We counterintuitively admire the Gangster. Their Hollywood portrayals

are charismatic and seductive. We gawp at the Corleones, Tony Soprano

and Scarface. We like them because they’ve taken capitalism for its

word. They’ve taken the abstract myth of the American Dream for reality

and followed it through to it’s obvious conclusion… This is what you’ve

taught us, now this is what we’ll do... Remember Milton Friedman, The

Godfather of the neo-liberal project, said that when it came to

narcotics, we should let ‘the invisible hand’ work its magic? Their

bosses have all the material wealth of CEOs but without the delusions of

legitimacy, or the pious assurances that their existence is both

necessary and desirable for ‘job creation’, ‘satisfying a demand’,

‘finding a niche’ or ‘stimulating growth’. No pretension with the

gangster. No justifications, no explanations – just profit. They embody

capitalist aspiration, ambition and the entrepreneurial spirit in its

rawest, most brutal form. They are the American Dream. And this is what

all good Gangster films are about; they all improvise around the same

scale, draw from the same theme – this is capitalism, this is the

American Dream fallacy. How heavy-handed and frequent were The Wire’s

brilliant parallels between drug gangs, government bureaucracies and

‘legitimate business’?

There’s no point engaging in any debates that differentiate between good

businesses and bad businesses. Why draw an arbitrary line between the

so-called ‘black market’ and the legitimate (white?!) one because we

know it’s all the same filthy operation. All markets are ‘black’, and we

reject the dichotomy and the Establishment’s sanctimonious nomenclature.

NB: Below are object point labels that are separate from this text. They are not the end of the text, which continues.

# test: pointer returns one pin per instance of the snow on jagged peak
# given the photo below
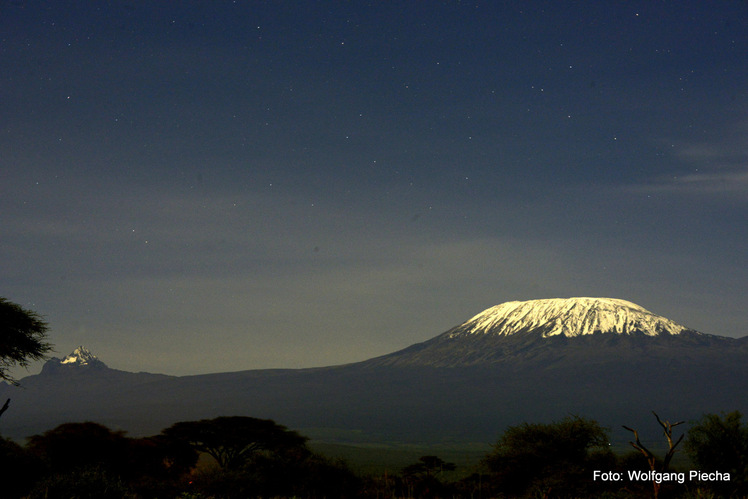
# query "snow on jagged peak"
(81, 356)
(568, 317)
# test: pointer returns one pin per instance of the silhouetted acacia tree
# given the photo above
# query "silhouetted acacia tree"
(559, 456)
(667, 428)
(720, 443)
(19, 470)
(22, 338)
(422, 477)
(79, 445)
(232, 441)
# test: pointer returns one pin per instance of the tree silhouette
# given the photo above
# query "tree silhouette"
(667, 428)
(22, 338)
(720, 443)
(559, 456)
(232, 441)
(79, 445)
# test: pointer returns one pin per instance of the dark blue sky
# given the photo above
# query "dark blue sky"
(209, 186)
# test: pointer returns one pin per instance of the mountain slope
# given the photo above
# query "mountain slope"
(466, 384)
(546, 332)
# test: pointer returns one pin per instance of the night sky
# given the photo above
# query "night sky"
(191, 187)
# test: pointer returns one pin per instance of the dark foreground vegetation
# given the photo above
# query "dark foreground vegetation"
(243, 457)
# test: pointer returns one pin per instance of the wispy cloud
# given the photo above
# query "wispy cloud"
(717, 167)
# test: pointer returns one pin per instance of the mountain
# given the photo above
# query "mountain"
(81, 357)
(545, 333)
(534, 361)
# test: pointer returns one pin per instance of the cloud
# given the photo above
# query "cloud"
(716, 168)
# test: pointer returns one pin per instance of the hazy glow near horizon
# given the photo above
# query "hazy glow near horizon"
(206, 187)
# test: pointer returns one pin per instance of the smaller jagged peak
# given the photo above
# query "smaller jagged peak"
(82, 356)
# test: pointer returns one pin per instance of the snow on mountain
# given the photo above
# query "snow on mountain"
(568, 317)
(81, 356)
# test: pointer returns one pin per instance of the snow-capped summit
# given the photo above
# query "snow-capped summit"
(568, 317)
(82, 356)
(578, 330)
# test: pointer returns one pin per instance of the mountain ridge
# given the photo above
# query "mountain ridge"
(454, 387)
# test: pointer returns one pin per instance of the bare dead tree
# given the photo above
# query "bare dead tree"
(667, 428)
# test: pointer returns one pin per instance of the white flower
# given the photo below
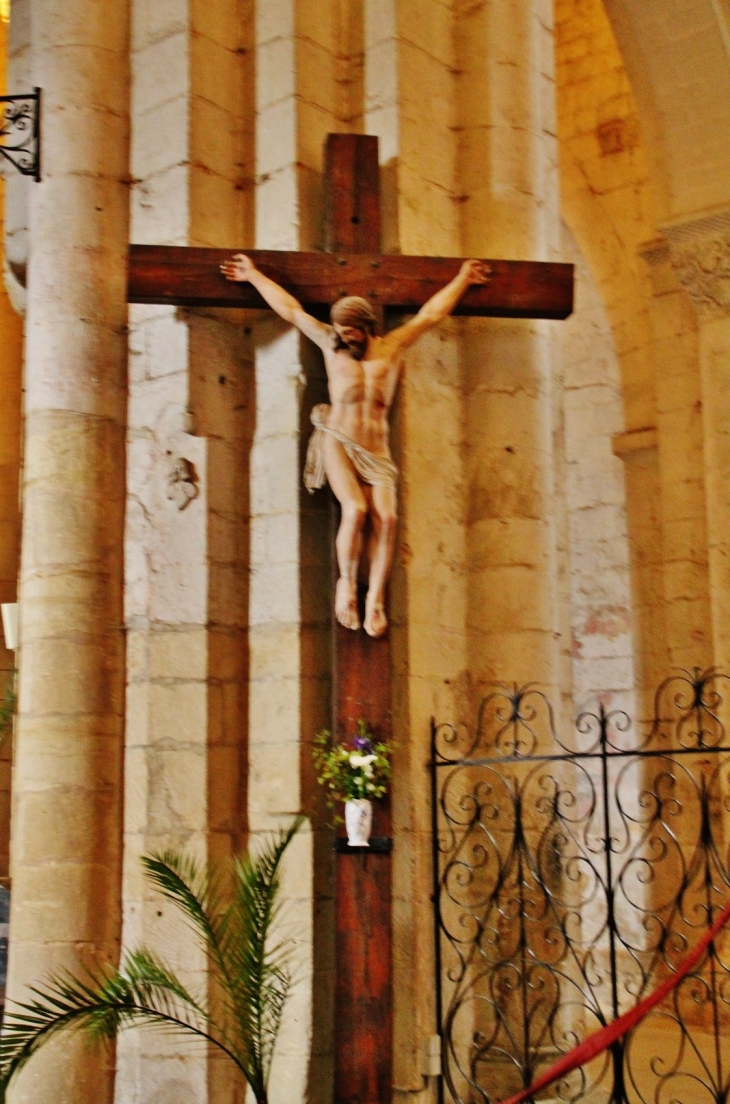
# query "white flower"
(363, 761)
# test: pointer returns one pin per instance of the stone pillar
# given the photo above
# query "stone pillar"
(700, 255)
(409, 48)
(65, 862)
(679, 427)
(11, 368)
(187, 538)
(509, 209)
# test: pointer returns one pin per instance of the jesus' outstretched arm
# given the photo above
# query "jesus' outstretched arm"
(440, 305)
(242, 269)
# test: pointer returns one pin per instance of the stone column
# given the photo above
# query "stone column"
(187, 503)
(700, 255)
(409, 48)
(11, 367)
(509, 209)
(65, 861)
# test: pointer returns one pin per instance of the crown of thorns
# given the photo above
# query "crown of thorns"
(353, 310)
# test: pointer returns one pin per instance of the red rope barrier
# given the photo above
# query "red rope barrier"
(605, 1037)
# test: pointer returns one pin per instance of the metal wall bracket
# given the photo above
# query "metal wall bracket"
(20, 133)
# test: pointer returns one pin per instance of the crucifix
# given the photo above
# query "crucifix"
(352, 266)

The politician, the businessman, the police and the priest fight a war

on drugs and a war on crime while they share tables with corporate

executives at charity fundraisers, scratching each others backs and

working the crowds. There’s no need to persuade that the whole system is

rigged against us. Society is a racket. Capitalism is gangland warfare:

Competing mobsters battling for the spoils of a 200-year mob-war.

We all love it when Al’s Michael cooly tells Pat Geary that they’re,

‘both part of the same hypocrisy, Senator.’

To be robbed with the sword by the gangster or to be robbed with the pen

by the grinning regional manager? The latter character – the man

offering us an honest days’ wage-labour, some state-sanctioned thievery

and humiliation on a mass scale – pompously tells us it’s for our own

good and that we should be thankful, grateful and glad. He cakes himself

in respectability, bathing and believing in his own shit with the

government as his bodyguard.

This isn’t a vindication of the Mafia. This is just a futile

vilification of organised crime, that is, just another denunciation of

capital in all its twisted forms, from we who hold Steve Jobs, Bill

Gates, Al Capone and John Gotti in the same low regard.